Aux Douze, associés provisoires du Messie, Jésus donne des consignes. Avant tout, un ordre restreignant la mission à Israël, excluant païens et Samaritains : Allez aux brebis perdues de la maison d’Israël, livrées à l’errance par les mercenaires et les pillards. (Jn 10) C’est des archives de la mission que Matthieu tire ces consignes ignorées de Marc et de Luc, et sans doute supprimées par égard pour leurs auditeurs, grecs et païens. Elles sont la mémoire des premiers pas de l’Église missionnaire en Galilée. D’ailleurs Matthieu terminera son évangile par un tout autre mot d’ordre : De toutes les nations, faites des disciples. (28 : 19) Jusqu’à la victoire pascale, les disciples devront militer à l’intérieur de la Galilée, communauté naissante. Matthieu savait bien que ses premiers disciples sauraient faire le partage entre ce qui valait pour la mission galiléenne et ce qui serait applicable pour le reste et le temps de l’Église.

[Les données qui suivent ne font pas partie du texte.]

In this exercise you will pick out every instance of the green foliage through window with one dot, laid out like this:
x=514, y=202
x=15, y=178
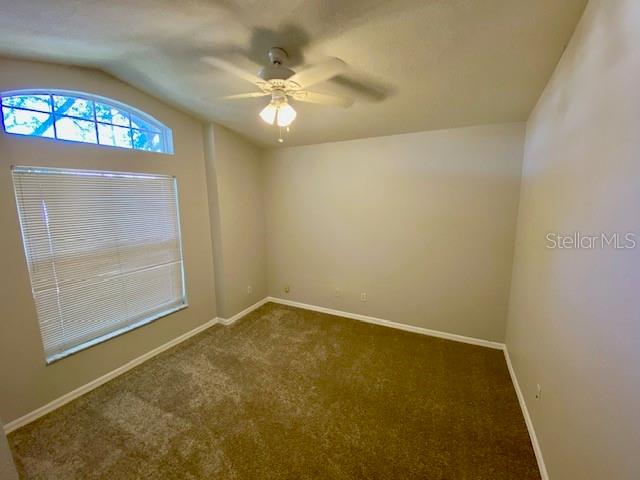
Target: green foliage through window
x=82, y=118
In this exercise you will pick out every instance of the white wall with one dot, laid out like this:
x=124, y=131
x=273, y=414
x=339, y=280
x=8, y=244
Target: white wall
x=234, y=180
x=574, y=321
x=423, y=223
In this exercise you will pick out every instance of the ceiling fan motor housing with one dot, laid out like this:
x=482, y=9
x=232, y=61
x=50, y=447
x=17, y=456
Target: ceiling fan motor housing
x=277, y=70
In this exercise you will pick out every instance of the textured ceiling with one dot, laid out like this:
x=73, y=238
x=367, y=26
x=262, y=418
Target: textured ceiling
x=413, y=64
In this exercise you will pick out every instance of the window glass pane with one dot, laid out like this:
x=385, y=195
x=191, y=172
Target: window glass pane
x=137, y=122
x=109, y=114
x=115, y=136
x=25, y=122
x=78, y=130
x=149, y=141
x=76, y=107
x=42, y=103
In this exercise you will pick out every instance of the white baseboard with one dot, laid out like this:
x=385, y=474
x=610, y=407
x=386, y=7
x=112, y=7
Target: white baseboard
x=72, y=395
x=258, y=304
x=66, y=398
x=527, y=417
x=389, y=323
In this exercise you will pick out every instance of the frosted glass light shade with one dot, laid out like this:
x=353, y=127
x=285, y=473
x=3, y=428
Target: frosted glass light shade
x=286, y=115
x=268, y=113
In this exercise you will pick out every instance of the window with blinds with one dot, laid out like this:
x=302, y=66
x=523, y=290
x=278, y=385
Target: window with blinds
x=103, y=251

A tous, ils auront à proclamer l’avènement et la proximité du règne de Dieu. On tourne les regards vers l’intervention prochaine et décisive de Dieu promise par les prophètes pour les derniers temps. (Is.52 : 7; Za.124 : 9 et Dan.2 : 44) Les miracles et les exorcismes en constitueraient le commencement et le signe, ainsi que la guérison des lépreux et la résurrection des morts. Le tout devrait s’opérer dans la plus entière gratuite : Vous avez reçu gratuitement, donnez gratuitement.

L’OFFICE DE LA MAIN D’ŒUVRE EST-IL FERMÉ ?

La liste des envoyés est-elle close ? Ces Douze ont couvert leur temps et les espaces qui leur avaient été confiés. Mais l’espace et le temps se sont prolongés : la moisson est plus grande que jamais et les ouvriers moins nombreux que par le passé. Même si le nombre importe peu – Jésus a débuté avec les Douze et Dominique au 13es avec ses 17 novices. L’offre d’emploi est ouvert ; à nous d’y répondre, nous en sommes tous responsables dans notre espace familial, paroissial et ecclésial.